Bahan pembuatan terbang kencer yang hanya berupa kayu sawo, kulit kambing, paku jamur, dan rotan memang relatif mudah diperoleh. Namun demikian, di Kelurahan Beji tidak ada ahlinya, sehingga mau tidak mau harus memesan atau membeli di daerah Tegal. Demikian juga, jika permukaan terbang yang terbuat dari kulit kambing rusak, maka mau tidak mau juga ke tempat yang sama, sebagaimana telah disinggung sebelumnya. Sedangkan, bagian bawah terbang bergaris tengah sekitar 35 centimeter. Jadi, semakin ke bawah semakin menyempit. Badan terbang terbuat dari jenis kayu tertentu, yaitu kayu sawo karena jenis kayu ini disamping keras, kuat, dan tidak mudah retak, tetapi yang tidak kalah pentingnya adalah dapat menimbulkan gaung (efek suara) yang bagus. Pada badan terbang yang semakin ke bawah semakin kecil itu ada tiga lubang yang berukuran tinggi 1 centimeter dan panjang 11 centimeter dengan posisi mendatar. Jarak antara lubang yang satu dan lainnya sama. Di setiap lubang ada dua buah logam yang berbentuk bundar dan pipih menyerupai compac disc (CD) atau digital video disc (DVD) yang terbuat dari nekel (besi putih). Alat ini disebut kecrek atau kencer. Jika terbang ditabuh maka alat ini akan menimbulkan suara gembrinjing (gemerincing). Bunyi inilah yang kemudian membuat terbang tersebut, sebagaimana telah disinggung pada bagian atas, disebut sebagai “terbang grinjing” atau “terbang kencer”. Selain kecrek, terbang juga dilengkapi dengan rotan yang melingkar di dalamnya (di bawah kulit terbang) yang disebut sentek. Garis tengahnya kurang lebih sama dengan garis tengah terbang. Alat ini dimasukkan atau diselipkan pada celah antara kulit dan bagian permukaan bawah terbang. Fungsinya untuk mengencangkan kulit terbang, sehingga suaranya sesuai dengan yang diinginkan (lantang). Jika terbang tidak digunakan (disimpan), alat ini dicopot dan dibiarkan ada dalam terbang. Agar terbang tidak cepat rusak atau berdebu, maka sebelum disimpan dimasukkan dalam sebuah kantong yang terbuat dari kain.

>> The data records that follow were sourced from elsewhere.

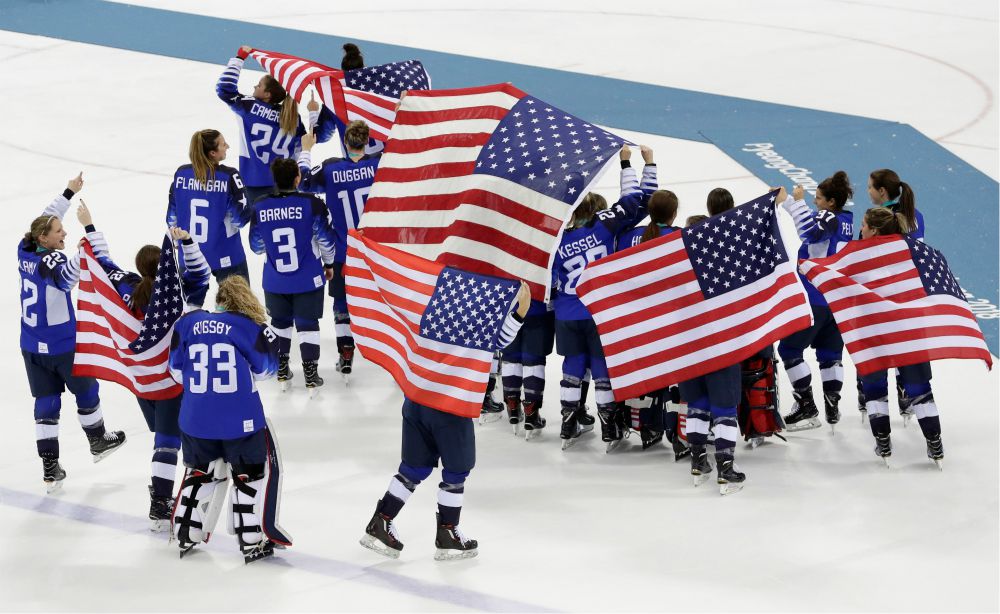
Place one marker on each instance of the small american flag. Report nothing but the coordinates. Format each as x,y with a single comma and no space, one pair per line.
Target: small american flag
695,301
434,328
484,179
369,94
112,343
896,303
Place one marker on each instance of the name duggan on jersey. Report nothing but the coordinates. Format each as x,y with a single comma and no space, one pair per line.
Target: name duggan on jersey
284,213
206,327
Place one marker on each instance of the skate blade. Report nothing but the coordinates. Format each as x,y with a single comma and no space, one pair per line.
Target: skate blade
805,425
454,555
730,488
376,546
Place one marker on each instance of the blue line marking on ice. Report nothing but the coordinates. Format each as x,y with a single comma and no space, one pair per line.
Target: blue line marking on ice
960,204
330,568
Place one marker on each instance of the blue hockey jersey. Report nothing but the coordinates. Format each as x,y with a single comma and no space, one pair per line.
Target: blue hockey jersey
345,185
212,212
823,233
293,229
218,357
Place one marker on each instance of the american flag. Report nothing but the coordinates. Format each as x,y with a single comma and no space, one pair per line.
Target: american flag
369,94
433,327
483,179
896,303
696,300
112,343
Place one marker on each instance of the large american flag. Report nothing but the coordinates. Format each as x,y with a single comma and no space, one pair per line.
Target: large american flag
483,179
896,303
112,343
433,327
369,94
696,300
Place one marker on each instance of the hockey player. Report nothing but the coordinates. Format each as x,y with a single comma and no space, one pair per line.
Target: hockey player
824,233
48,334
207,197
590,236
161,414
345,183
270,127
914,380
293,229
430,435
218,356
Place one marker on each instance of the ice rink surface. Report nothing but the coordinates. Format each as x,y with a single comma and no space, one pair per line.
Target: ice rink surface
821,525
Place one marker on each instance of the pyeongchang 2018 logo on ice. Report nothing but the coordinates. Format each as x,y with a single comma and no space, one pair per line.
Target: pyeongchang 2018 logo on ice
772,159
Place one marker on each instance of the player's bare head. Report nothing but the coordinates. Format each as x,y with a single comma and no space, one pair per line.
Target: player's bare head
719,201
285,171
235,295
352,57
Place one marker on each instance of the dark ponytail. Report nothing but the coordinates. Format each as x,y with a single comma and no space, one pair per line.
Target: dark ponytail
147,260
837,188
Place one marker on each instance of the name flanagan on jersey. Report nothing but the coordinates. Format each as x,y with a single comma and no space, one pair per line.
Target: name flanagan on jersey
211,326
212,185
284,213
353,174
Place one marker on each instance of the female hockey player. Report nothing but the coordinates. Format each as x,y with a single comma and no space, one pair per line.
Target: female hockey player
289,226
430,435
161,415
590,236
218,356
824,233
207,197
914,380
345,183
270,127
48,334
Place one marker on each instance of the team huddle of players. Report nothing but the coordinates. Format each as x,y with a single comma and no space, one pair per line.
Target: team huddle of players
299,216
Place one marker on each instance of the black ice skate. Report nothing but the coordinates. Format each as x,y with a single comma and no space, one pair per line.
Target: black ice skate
533,420
831,402
611,427
514,414
52,474
883,448
935,451
452,545
380,536
730,478
310,370
804,414
491,411
284,373
104,445
701,469
160,512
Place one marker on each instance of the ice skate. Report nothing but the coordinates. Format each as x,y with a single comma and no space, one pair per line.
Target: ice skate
160,512
935,451
730,478
452,545
831,401
380,536
533,421
883,448
284,373
701,469
514,414
310,370
52,475
804,415
103,445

Sebuah terbang kencer beratnya kurang lebih 2 kilogram. Ketika digunakan terbang tersebut diletakkan di atas tangan kiri dengan posisi tangan membentuk sudut 30--40. Jika dalam dalam ruangan, maka posisi duduknya seperti duduknya sinden (bersimpuh). Akan tetapi, jika dalam arak-arakan (dalam lapangan) posisinya berdiri karena harus berjalan menyusuri route yang telah ditetapkan. Beratnya terbang sebenarnya bukan menjadi masalah karena jika pemainnya kecapaian ada penggantinya. Namun demikian, karena satu dan lain hal ada juga pemaian yang sebenarnya sudah sangat capai tetapi oleh ketuanya belum diganti juga. Hal ini pernah dialami oleh salah seorang pemain.

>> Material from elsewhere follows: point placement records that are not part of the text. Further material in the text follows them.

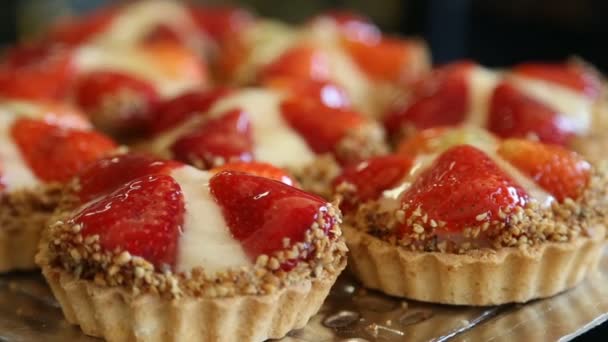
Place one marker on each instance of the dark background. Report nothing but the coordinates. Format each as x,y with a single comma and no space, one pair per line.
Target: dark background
494,33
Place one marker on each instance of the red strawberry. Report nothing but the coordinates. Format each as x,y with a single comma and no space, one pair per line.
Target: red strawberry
561,172
372,176
227,138
143,217
259,169
107,174
514,114
303,62
75,31
440,99
261,212
463,188
327,93
571,75
322,127
222,21
55,153
172,112
116,102
398,58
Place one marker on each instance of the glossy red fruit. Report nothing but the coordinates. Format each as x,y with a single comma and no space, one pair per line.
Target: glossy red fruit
224,139
322,127
440,99
514,114
143,217
170,113
116,102
561,172
301,62
371,177
258,169
326,93
55,153
107,174
571,75
261,212
463,188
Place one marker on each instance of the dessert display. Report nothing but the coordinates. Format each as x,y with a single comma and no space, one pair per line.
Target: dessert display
462,217
560,103
43,145
147,249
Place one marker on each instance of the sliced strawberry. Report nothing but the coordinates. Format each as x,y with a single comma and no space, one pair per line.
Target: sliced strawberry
225,139
571,75
322,127
107,174
143,217
116,102
258,169
371,177
440,99
261,212
463,188
57,154
75,31
303,62
172,112
222,21
515,114
397,56
561,172
327,93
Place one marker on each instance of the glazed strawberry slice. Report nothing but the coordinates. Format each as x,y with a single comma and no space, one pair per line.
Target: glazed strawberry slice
55,153
463,188
571,75
326,93
143,217
116,102
561,172
172,112
514,114
107,174
322,127
258,169
222,21
224,139
302,62
261,212
440,99
371,177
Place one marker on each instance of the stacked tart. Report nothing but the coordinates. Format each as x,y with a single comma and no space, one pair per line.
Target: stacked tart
147,249
466,218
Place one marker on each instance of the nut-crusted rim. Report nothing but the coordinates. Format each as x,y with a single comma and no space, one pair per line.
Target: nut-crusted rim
479,277
118,315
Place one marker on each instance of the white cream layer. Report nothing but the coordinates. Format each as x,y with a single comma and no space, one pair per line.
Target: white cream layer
206,240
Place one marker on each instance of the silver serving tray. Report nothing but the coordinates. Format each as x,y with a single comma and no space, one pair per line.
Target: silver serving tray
28,312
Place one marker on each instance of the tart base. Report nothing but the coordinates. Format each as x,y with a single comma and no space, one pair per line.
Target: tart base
481,277
117,315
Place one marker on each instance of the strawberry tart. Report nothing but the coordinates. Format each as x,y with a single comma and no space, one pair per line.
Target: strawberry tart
561,103
158,250
460,216
43,145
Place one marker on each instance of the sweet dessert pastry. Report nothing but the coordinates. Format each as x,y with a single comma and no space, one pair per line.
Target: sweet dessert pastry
338,47
43,145
158,250
462,217
553,103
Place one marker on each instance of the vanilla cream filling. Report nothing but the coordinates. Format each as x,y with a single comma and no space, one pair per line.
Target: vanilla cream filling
206,240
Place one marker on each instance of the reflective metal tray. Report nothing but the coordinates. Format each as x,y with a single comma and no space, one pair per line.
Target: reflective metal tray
28,312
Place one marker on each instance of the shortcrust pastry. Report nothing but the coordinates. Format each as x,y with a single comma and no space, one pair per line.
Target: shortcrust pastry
217,255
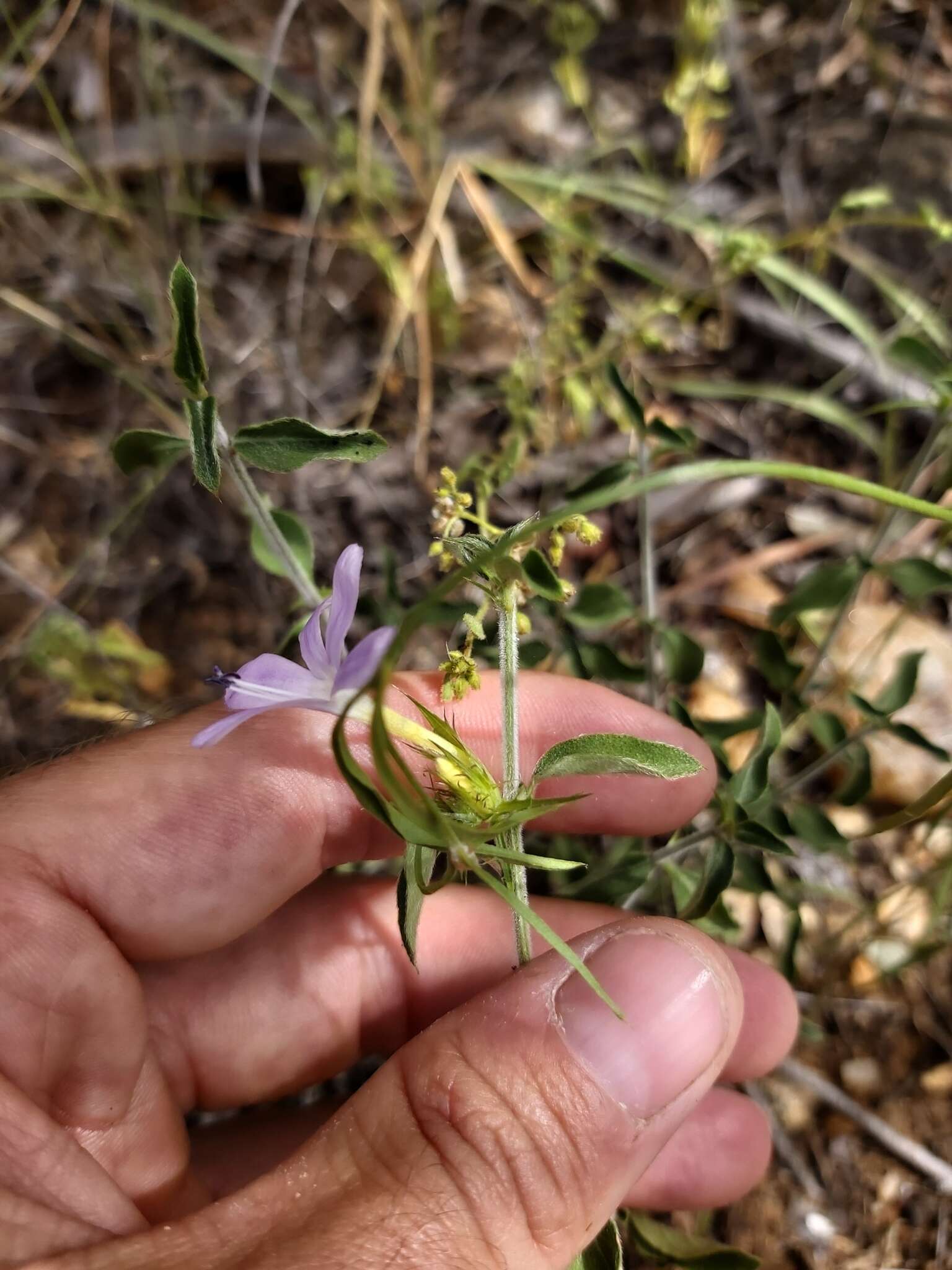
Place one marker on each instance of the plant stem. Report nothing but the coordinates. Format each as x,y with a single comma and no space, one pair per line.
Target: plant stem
259,513
646,562
509,685
910,478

“Ketika itu ada acara khataman di desa Taman dan kami diundang untuk mengaraknya. Oleh karena route-nya cukup jauh, kurang lebih 2 kilometer, ada diantara kami, termasuk saya, merasa lelah. Teman saya diganti, tetapi saya tidak. Meskipun demikian, saya diam saja. Sebenarnya saya jengkel (marah), tetapi kemarahan itu terobati karena begitu acara selesai Sang ketua menjelaskan bahwa jika saya diganti permainan tidak begitu menarik”, demikian katanya.
Di masa lalu perlatan terbang kencer hanya sejumlah terbang (4 buah). Kemudian, biar kelihatan lebih semarak ditambah dengan bedug, khususnya ketika arak-arakan. Bedug tersebut diboncengkan sepeda karena ukurannya lebih besar (kurang lebih garis tengahnya 60 centimeter), sehingga jika dibawa dengan tangan relatif berat. Jadi, ada orang yang menuntun sepeda dan ada orang yang berperan sebagai penabuh. Dewasa ini bedug tersebut telah diganti bedug drumband. Alasannya adalah disamping praktis membawanya (tidak perlu dengan sepeda), tetapi biar kelihatan lebih canggih (modern).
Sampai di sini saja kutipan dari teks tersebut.